This is the third and final installment in a three-part series on ethical porn consumption in the aftermath of last month’s Pornhub controversy. Previously, industry professionals shared their insight on the best ways to pay for porn, and how to tell if the porn you’re watching was ethically produced. In this final segment, performers from various industry backgrounds address the biggest misconceptions surrounding society’s understanding of ethical porn, including who should be having those conversations in the first place and whether or not so-called “ethics” is something people outside of the industry have a right to police.
InsideHook: What do you see as the most common, or biggest, misunderstandings about what it means to be an ethical porn consumer? What do you want to make sure viewers understand?
Kate Kennedy: I don’t think most people think much about ethical porn consumption to begin with. Even the staunchest social justice warriors I know look at Pornhub for free. It just doesn’t cross their minds to think about the implications of what porn they’re getting and how.
[People also get hung up on the idea that porn is only ethical if performers feel great about every piece of content they’ve made.] Every performer in every realm of entertainment has at least one performance they didn’t feel great about. Porn performers sometimes take scenes they might not otherwise be super horny for personally because, at the end of the day, this is a job. Everybody goes to work on days when they’d rather do something else. Within the context of capitalism, equating ethics with willingness to perform a given task for an agreed upon rate is nonsense. If you want to see me, as a person, getting off exactly how I please, then enjoy some footage of me emotionlessly masturbating with my Hitachi with the occasional groan.
Jiz Lee: Porn is a job. How we work is part of the deals that we’ve agreed to. We’re adults who are capable of making informed choices. The less our industry is stigmatized, [and] the less sex work in general is criminalized or regulated, the more options and better choices for work we’ll have.
Jessica Starling: People often don’t understand how to consume porn ethically because they have a polarized understanding of sex work and consent. They either think that sex workers are always consenting to everything all the time, or that they can never meaningfully consent to anything, so either nothing is unethical or everything is. Neither view is accurate.
Allie Oops: If we want to consume ethical porn, then we as a society have to start talking about porn and what we want out of it more and more openly. And we have to stop putting qualifiers like ethical on porn in the first place. If something involves two people who were not consenting adults when they made it, then that’s not porn at all — that’s abuse material.
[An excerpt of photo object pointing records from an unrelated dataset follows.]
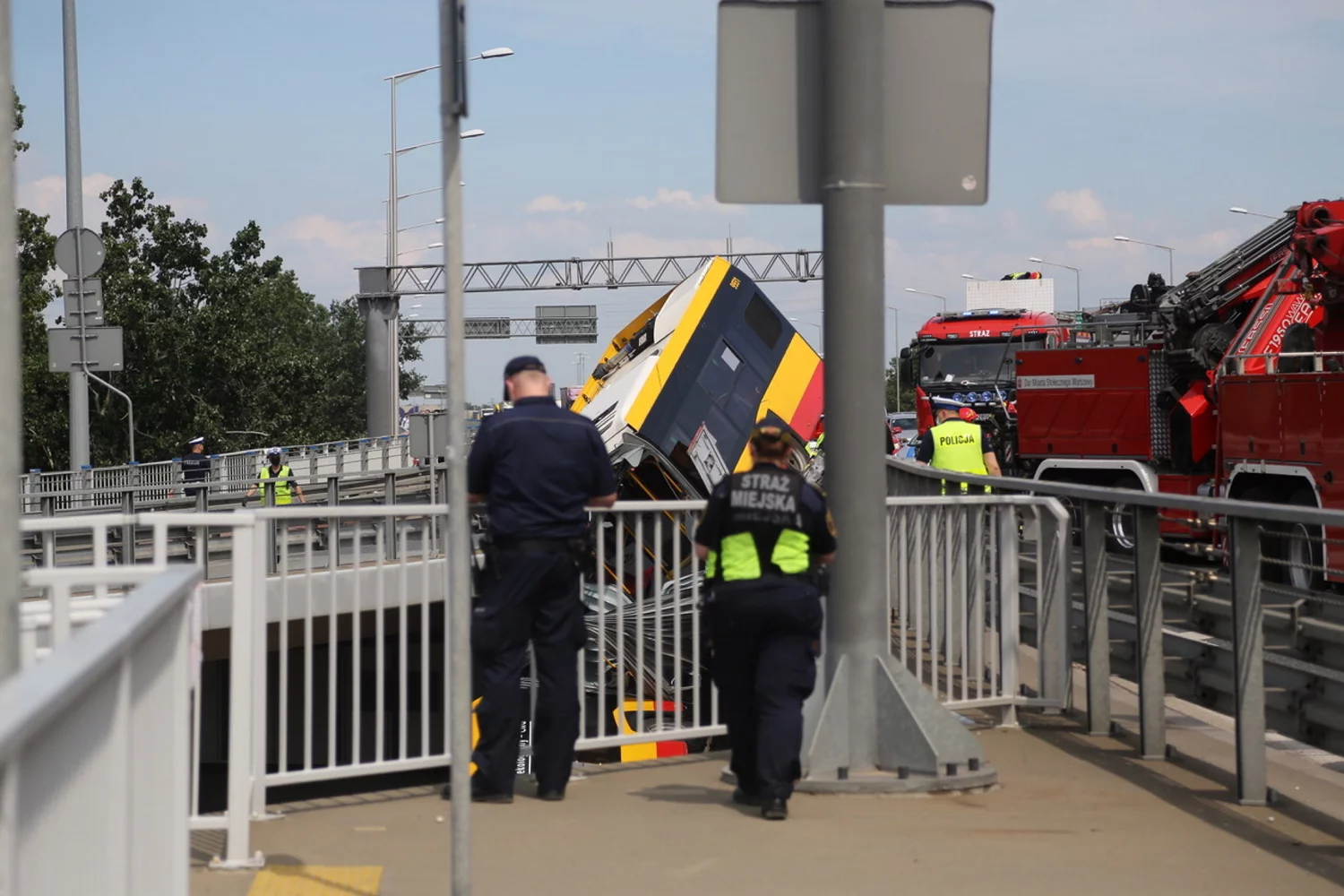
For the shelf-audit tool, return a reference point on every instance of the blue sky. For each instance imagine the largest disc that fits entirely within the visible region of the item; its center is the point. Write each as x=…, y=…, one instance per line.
x=1144, y=117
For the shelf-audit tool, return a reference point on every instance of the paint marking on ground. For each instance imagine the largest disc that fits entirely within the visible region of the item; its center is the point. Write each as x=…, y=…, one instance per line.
x=317, y=880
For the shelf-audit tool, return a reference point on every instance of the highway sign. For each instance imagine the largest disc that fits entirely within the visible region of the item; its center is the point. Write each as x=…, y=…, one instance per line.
x=89, y=244
x=566, y=324
x=102, y=349
x=935, y=96
x=91, y=306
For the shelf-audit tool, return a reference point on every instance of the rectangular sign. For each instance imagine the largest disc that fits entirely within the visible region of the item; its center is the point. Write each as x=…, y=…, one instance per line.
x=566, y=324
x=771, y=124
x=102, y=349
x=487, y=328
x=91, y=303
x=1064, y=381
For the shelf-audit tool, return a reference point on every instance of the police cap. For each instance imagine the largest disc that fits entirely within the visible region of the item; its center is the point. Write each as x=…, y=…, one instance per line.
x=523, y=363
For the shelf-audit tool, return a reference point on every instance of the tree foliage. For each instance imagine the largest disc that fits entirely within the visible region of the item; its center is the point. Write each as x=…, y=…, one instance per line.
x=214, y=341
x=908, y=390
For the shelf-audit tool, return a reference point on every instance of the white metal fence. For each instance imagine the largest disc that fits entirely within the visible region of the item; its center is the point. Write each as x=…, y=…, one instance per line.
x=338, y=646
x=94, y=755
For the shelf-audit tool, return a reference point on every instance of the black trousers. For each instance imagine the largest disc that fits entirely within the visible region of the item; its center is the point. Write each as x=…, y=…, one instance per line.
x=535, y=597
x=765, y=640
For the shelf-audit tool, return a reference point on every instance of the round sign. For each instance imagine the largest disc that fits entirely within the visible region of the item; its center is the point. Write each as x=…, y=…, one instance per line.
x=89, y=245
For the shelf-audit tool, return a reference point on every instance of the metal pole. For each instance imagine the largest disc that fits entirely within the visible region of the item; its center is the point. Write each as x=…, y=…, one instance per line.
x=852, y=297
x=457, y=548
x=11, y=410
x=74, y=220
x=395, y=330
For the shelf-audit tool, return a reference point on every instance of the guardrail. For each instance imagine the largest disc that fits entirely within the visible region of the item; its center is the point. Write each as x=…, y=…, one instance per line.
x=94, y=747
x=1250, y=538
x=163, y=481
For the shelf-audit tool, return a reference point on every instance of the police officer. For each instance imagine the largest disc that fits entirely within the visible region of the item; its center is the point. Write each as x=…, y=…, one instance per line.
x=537, y=466
x=195, y=466
x=957, y=445
x=762, y=533
x=277, y=469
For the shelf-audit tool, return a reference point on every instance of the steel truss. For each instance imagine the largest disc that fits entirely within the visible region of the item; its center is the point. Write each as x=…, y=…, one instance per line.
x=597, y=273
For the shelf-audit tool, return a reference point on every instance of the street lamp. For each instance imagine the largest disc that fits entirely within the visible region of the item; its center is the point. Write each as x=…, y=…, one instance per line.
x=919, y=292
x=421, y=249
x=895, y=333
x=1238, y=210
x=1171, y=263
x=1078, y=277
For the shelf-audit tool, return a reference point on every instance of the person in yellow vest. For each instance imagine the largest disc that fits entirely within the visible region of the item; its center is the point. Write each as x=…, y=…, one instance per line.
x=956, y=444
x=285, y=489
x=762, y=535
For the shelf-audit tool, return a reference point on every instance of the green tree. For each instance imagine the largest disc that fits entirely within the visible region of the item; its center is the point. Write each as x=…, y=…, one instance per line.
x=214, y=341
x=908, y=390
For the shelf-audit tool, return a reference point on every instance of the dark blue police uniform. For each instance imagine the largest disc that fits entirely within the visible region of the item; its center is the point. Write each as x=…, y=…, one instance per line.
x=765, y=629
x=538, y=465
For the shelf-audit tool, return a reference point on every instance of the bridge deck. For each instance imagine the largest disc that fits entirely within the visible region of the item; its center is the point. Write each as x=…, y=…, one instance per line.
x=1072, y=814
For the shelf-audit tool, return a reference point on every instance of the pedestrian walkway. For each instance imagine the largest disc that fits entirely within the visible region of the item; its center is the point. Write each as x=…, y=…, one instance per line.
x=1072, y=814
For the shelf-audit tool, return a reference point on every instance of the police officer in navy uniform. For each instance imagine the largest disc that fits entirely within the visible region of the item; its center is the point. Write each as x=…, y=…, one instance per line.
x=762, y=535
x=537, y=466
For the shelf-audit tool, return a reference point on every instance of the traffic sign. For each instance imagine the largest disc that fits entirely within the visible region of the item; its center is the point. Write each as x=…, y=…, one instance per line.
x=89, y=245
x=102, y=349
x=91, y=306
x=566, y=324
x=935, y=102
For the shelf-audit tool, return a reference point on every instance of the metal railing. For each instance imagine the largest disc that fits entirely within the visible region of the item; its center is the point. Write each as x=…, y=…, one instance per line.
x=163, y=481
x=954, y=597
x=1196, y=627
x=96, y=740
x=338, y=662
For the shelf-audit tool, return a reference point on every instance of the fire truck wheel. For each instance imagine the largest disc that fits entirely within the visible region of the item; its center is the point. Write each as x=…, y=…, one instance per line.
x=1293, y=552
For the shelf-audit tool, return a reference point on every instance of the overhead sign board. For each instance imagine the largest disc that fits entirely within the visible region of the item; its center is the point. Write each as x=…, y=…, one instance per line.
x=74, y=242
x=566, y=324
x=90, y=306
x=771, y=125
x=102, y=349
x=487, y=328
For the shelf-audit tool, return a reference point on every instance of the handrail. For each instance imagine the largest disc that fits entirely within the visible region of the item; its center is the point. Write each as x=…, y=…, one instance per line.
x=31, y=700
x=1159, y=500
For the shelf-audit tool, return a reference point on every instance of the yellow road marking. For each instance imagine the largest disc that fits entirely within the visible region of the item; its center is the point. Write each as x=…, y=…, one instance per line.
x=317, y=880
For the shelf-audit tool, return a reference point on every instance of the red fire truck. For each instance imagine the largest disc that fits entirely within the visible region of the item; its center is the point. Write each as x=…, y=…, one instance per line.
x=1222, y=384
x=969, y=357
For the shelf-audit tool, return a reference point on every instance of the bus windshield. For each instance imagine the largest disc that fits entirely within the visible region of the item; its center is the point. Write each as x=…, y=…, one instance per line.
x=969, y=362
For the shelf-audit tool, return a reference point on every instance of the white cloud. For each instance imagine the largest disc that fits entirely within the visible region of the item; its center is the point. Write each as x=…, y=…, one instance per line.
x=47, y=196
x=1081, y=207
x=685, y=199
x=354, y=241
x=548, y=203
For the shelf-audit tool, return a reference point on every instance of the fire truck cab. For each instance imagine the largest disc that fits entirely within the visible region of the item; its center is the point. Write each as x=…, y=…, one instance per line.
x=970, y=357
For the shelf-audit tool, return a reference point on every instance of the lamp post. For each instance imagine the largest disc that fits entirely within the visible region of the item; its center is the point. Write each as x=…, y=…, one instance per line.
x=895, y=335
x=1171, y=263
x=941, y=298
x=1078, y=279
x=1238, y=210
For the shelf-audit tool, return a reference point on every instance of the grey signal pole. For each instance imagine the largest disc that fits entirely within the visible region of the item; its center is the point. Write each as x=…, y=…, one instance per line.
x=852, y=295
x=74, y=220
x=459, y=548
x=11, y=411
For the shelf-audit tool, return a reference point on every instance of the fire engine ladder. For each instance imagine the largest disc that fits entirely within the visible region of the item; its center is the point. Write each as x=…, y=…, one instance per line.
x=1202, y=297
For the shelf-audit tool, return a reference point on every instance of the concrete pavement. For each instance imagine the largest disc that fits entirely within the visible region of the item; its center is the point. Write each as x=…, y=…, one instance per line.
x=1072, y=814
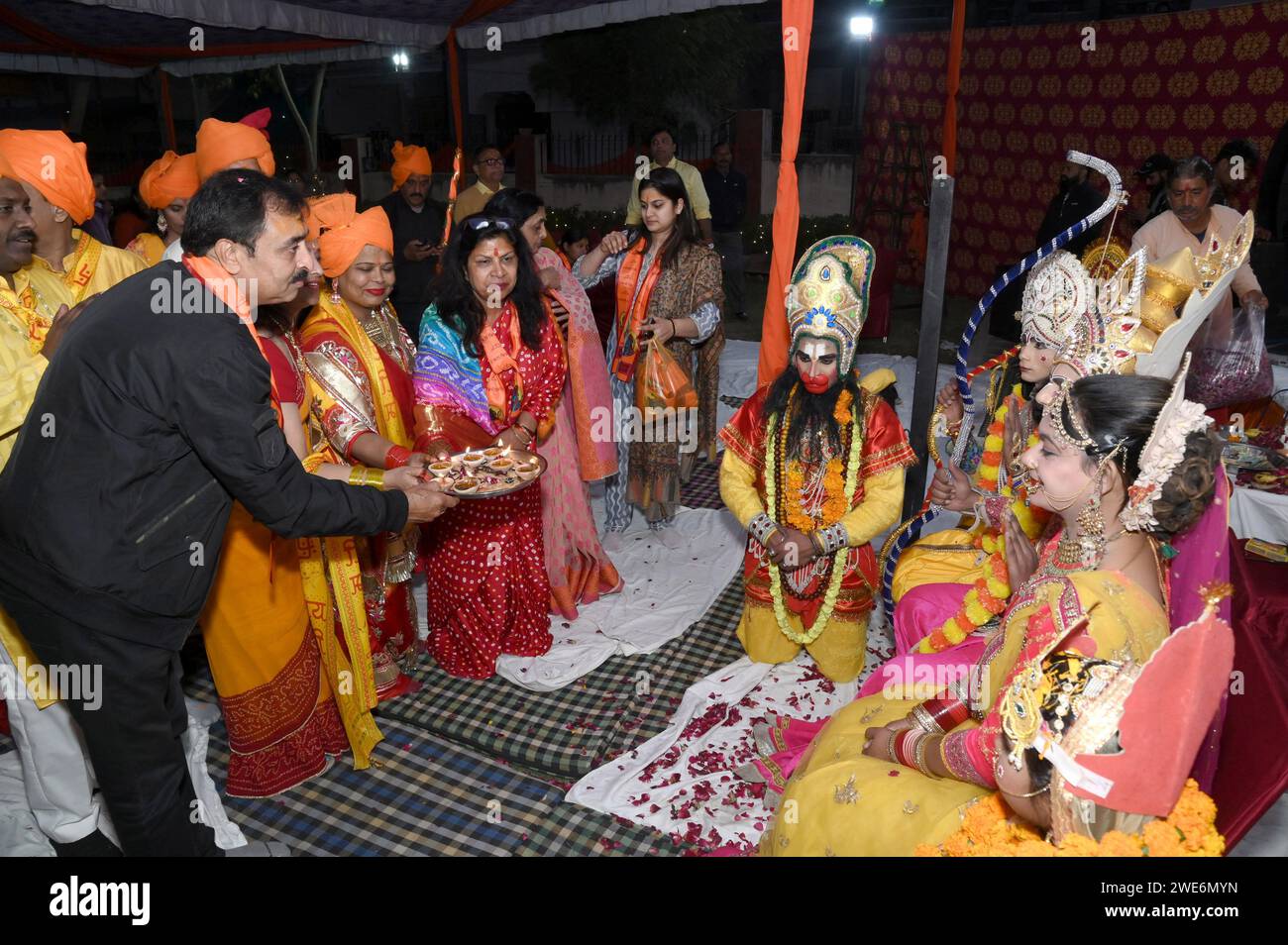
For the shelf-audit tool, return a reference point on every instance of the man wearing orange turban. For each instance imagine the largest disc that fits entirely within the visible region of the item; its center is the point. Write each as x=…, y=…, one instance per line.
x=69, y=264
x=56, y=777
x=166, y=185
x=226, y=145
x=417, y=226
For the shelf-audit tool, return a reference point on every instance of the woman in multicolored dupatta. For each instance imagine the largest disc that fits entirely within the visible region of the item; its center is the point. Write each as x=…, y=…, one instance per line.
x=670, y=290
x=576, y=563
x=489, y=368
x=360, y=364
x=885, y=776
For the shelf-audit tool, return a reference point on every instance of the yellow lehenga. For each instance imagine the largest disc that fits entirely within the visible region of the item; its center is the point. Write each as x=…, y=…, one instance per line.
x=953, y=557
x=842, y=802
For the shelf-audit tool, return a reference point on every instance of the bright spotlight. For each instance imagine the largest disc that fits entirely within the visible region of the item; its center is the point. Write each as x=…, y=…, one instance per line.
x=862, y=27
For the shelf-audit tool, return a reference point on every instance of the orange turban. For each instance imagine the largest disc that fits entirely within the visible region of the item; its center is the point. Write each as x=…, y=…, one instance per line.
x=53, y=163
x=349, y=233
x=223, y=143
x=171, y=176
x=410, y=158
x=330, y=211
Jessica Starling: Porn piracy is a form of digital sexual abuse as well. If someone sends you a nude for your eyes only and you upload it for others to see, even if you paid for it, you have committed digital sexual abuse. If you view that content knowing it wasn’t posted consensually, you have participated in digital sexual abuse. This means that the way many people are used to consuming porn, [viewing pirated content on tube sites or other venues] is not only unethical. It is also a violation. People often get angry when I tell them that. I understand that no one wants to be an abuser, that sounds so terrible. However, the truth is that our culture doesn’t value the consent of women, and especially sex workers.
Charlotte Sartre: In public conversations on ethical porn consumption, it’s important for people to consider the sources of the things they’re hearing. That information should come from the people directly involved in creating adult content, not politicians or outside organizations who think sex work and sex trafficking are the same things. Nothing about us without us.
Jessica Starling: People outside the industry have little to no understanding of how we actually operate. It’s dumbfounding to think that someone with no experience or knowledge of the basics of the industry could or would attempt to set guidelines for how to run it or consume its products. Imagine that happening in literally any other industry. I’m struggling to think of an example. It would be laughable how much they get wrong — if it wasn’t so dangerous to us.
Kate Kennedy: Commentary on the sex industry by people outside of it is about as useful as a screen door on a submarine. We have been screaming at the mainstream media to take us seriously, to listen to what we have to say, for decades. But the voices of ignorant do-gooders unceasingly and inevitably drown us out. And now we are drowning [under restrictions].
Mastercard and Visa’s decision to pull services from Pornhub following one op-ed by a middle-aged white male journalist who has made a career of exploiting the vulnerable for his own narratives is unconscionable. Now, I’m forced to take the side of a site that has done nothing but steal from me and my coworkers for years to preserve all of our First Amendment rights.
Jessica Starling: Pornhub was hosting millions of videos, non-consensual or pirated, that should never have been uploaded. But the ideology behind the recent actions taken against them promotes the notion that porn can never be ethical. These outside actors’ ultimate goal is the removal of sex from the internet, and the eradication of all sex work by any means necessary.
Allie Oops: The people who are going to be hurt the most by this move, [ostensibly meant to improve the ethicality of porn distribution and consumption] will be the most marginalized queer and indie performers, the alternative models and people with non-normative bodies.
Charlotte Sartre: Where will the porn industry be hit next? It’s scary.